犬から感染する人間の腸内寄生虫と予防策
種類
- 人が犬から感染しやすい代表的な腸内寄生虫は回虫(アスカリス)と鉤虫です。その他、ラウンドワーム、球虫症(コクシジウム)やジアルジア症なども報告されています。
感染経路
- 子どもは土や砂場に潜む虫卵を誤って飲み込むことで感染しやすく、遊び回る習慣や衛生管理が不十分なことが原因です。
- 大人は汚染された食物を口にしたり、手を介して卵を誤って摂取することで感染します。鉤虫は皮膚からも侵入します。
症状
- 虫卵が体内で孵化し、幼虫が全身に移動します。主な症状は腹痛、下痢、嘔吐、膨満感、血痢、肛門周辺のかゆみや発疹、倦怠感、体重減少などです。
- 治療薬は感染した寄生虫の種類により異なり、メベンダゾール、チアベンダゾール、メトロニダゾール、ニタゾキサンジンなどが使用されます。
駆虫(デワーミング)
- 子犬は獣医師の指示に従い、定期的に駆虫薬を投与してください。1歳以上の犬は年1回の糞便検査を行い、感染が確認された場合は駆虫薬を使用します。

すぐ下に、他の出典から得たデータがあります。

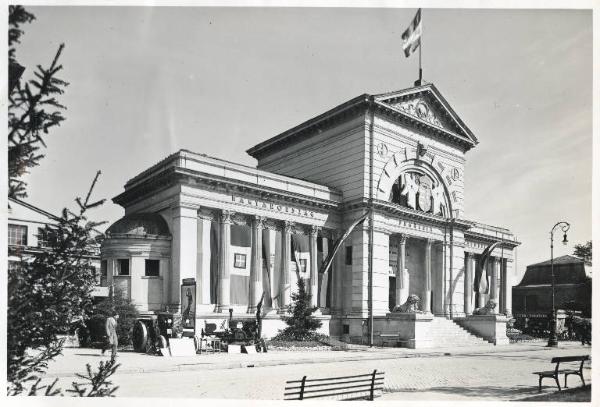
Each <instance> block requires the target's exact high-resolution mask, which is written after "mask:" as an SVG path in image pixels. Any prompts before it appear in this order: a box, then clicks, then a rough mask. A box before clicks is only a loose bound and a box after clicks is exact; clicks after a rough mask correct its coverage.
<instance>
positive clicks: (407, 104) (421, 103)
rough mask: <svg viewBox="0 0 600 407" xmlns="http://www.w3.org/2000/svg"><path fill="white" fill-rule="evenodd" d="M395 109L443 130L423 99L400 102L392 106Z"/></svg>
mask: <svg viewBox="0 0 600 407" xmlns="http://www.w3.org/2000/svg"><path fill="white" fill-rule="evenodd" d="M393 106H394V107H395V108H396V109H399V110H401V111H403V112H404V113H408V114H409V115H411V116H414V117H417V118H419V119H421V120H423V121H425V122H427V123H429V124H433V125H434V126H437V127H441V128H445V126H444V125H443V124H442V122H441V121H440V120H439V119H438V117H437V115H436V114H435V113H434V112H433V110H432V109H431V106H430V104H429V102H428V101H426V100H425V99H424V98H416V99H411V100H406V101H402V102H400V103H396V104H394V105H393Z"/></svg>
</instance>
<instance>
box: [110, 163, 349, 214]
mask: <svg viewBox="0 0 600 407" xmlns="http://www.w3.org/2000/svg"><path fill="white" fill-rule="evenodd" d="M178 184H180V185H189V186H193V187H198V186H201V185H204V186H207V187H208V188H210V189H212V190H214V189H217V188H222V189H223V190H224V191H226V192H231V191H238V192H241V193H244V194H248V193H249V194H254V195H257V196H258V197H259V198H263V199H264V198H270V199H275V200H281V201H284V202H290V203H294V204H299V205H304V206H308V207H316V208H322V209H325V210H337V209H338V208H339V203H338V202H336V201H331V200H328V199H323V198H317V197H310V196H306V195H302V194H297V193H294V192H288V191H282V190H279V189H276V188H272V187H267V186H257V185H255V184H253V183H249V182H245V181H241V180H232V179H229V178H226V177H221V176H216V175H213V174H206V173H202V172H198V171H194V170H189V169H184V168H177V167H170V168H167V169H165V170H164V171H162V172H161V173H159V174H157V175H156V176H154V177H152V178H150V179H148V180H145V181H143V182H142V183H140V184H139V185H136V186H133V187H131V188H130V189H127V190H125V191H124V192H122V193H121V194H119V195H117V196H116V197H114V198H113V202H114V203H116V204H118V205H121V206H123V207H126V206H130V205H132V204H134V203H136V202H139V201H141V200H143V199H146V197H147V195H149V194H150V193H156V192H160V191H162V190H165V189H167V188H169V187H172V186H175V185H178Z"/></svg>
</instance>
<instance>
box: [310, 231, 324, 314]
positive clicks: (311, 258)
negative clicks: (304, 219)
mask: <svg viewBox="0 0 600 407" xmlns="http://www.w3.org/2000/svg"><path fill="white" fill-rule="evenodd" d="M318 233H319V228H318V227H317V226H311V227H310V230H309V235H308V236H309V241H308V250H309V253H310V294H311V299H310V305H311V306H312V307H316V306H317V304H318V301H319V298H318V295H319V276H318V275H317V273H318V270H317V235H318ZM323 308H324V307H323Z"/></svg>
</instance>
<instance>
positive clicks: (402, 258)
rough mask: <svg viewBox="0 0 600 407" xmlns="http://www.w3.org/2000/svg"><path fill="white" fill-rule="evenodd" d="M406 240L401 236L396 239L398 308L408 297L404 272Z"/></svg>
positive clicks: (405, 249) (405, 265)
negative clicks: (396, 252)
mask: <svg viewBox="0 0 600 407" xmlns="http://www.w3.org/2000/svg"><path fill="white" fill-rule="evenodd" d="M406 240H407V237H406V235H404V234H401V235H400V237H399V239H398V261H397V270H396V306H397V307H398V306H400V305H402V304H404V302H406V299H407V297H408V287H405V286H404V284H405V283H406V281H405V277H406V276H405V274H406V273H405V272H404V269H405V268H406Z"/></svg>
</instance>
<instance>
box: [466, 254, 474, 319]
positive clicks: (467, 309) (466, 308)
mask: <svg viewBox="0 0 600 407" xmlns="http://www.w3.org/2000/svg"><path fill="white" fill-rule="evenodd" d="M465 255H466V256H467V267H466V268H465V277H464V279H465V287H464V290H465V292H464V296H465V305H464V307H465V315H471V314H472V313H473V307H472V303H473V301H472V295H473V274H474V273H475V256H474V255H473V253H469V252H466V253H465Z"/></svg>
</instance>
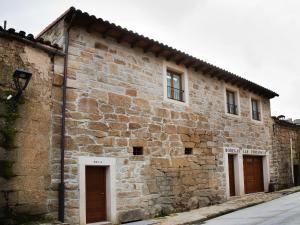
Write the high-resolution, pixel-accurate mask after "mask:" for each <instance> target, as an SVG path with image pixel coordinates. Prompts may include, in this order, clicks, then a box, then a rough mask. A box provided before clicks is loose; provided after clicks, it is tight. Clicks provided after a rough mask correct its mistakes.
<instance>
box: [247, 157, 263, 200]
mask: <svg viewBox="0 0 300 225" xmlns="http://www.w3.org/2000/svg"><path fill="white" fill-rule="evenodd" d="M244 185H245V193H246V194H248V193H254V192H261V191H264V178H263V165H262V157H261V156H248V155H244Z"/></svg>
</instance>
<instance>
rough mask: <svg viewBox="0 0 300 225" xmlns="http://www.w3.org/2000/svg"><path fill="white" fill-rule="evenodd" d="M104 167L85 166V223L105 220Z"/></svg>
mask: <svg viewBox="0 0 300 225" xmlns="http://www.w3.org/2000/svg"><path fill="white" fill-rule="evenodd" d="M105 170H106V168H105V167H101V166H87V167H86V168H85V178H86V223H94V222H100V221H105V220H106V184H105V181H106V178H105V174H106V173H105Z"/></svg>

- 心臓虫予防薬を使用している場合、多くは毎月の投与で腸内寄生虫にも効果があります。
衛生管理
- 感染が疑われる場所(例:フェンスのない砂場)への子どもの立ち入りを制限しましょう。
- ペットの糞はこまめに掃除し、処理後は必ず手を洗うことが重要です。
予防策
- 犬の散歩は、他の動物が少ない清潔な草地を選び、齧歯類やウサギ、ミミズなど寄生虫を宿す可能性のある生き物を食べさせないようにします。
- 獣医師が処方するノミ・ダニ・心臓虫予防薬を適切に使用し、腸内寄生虫のリスクを低減させましょう。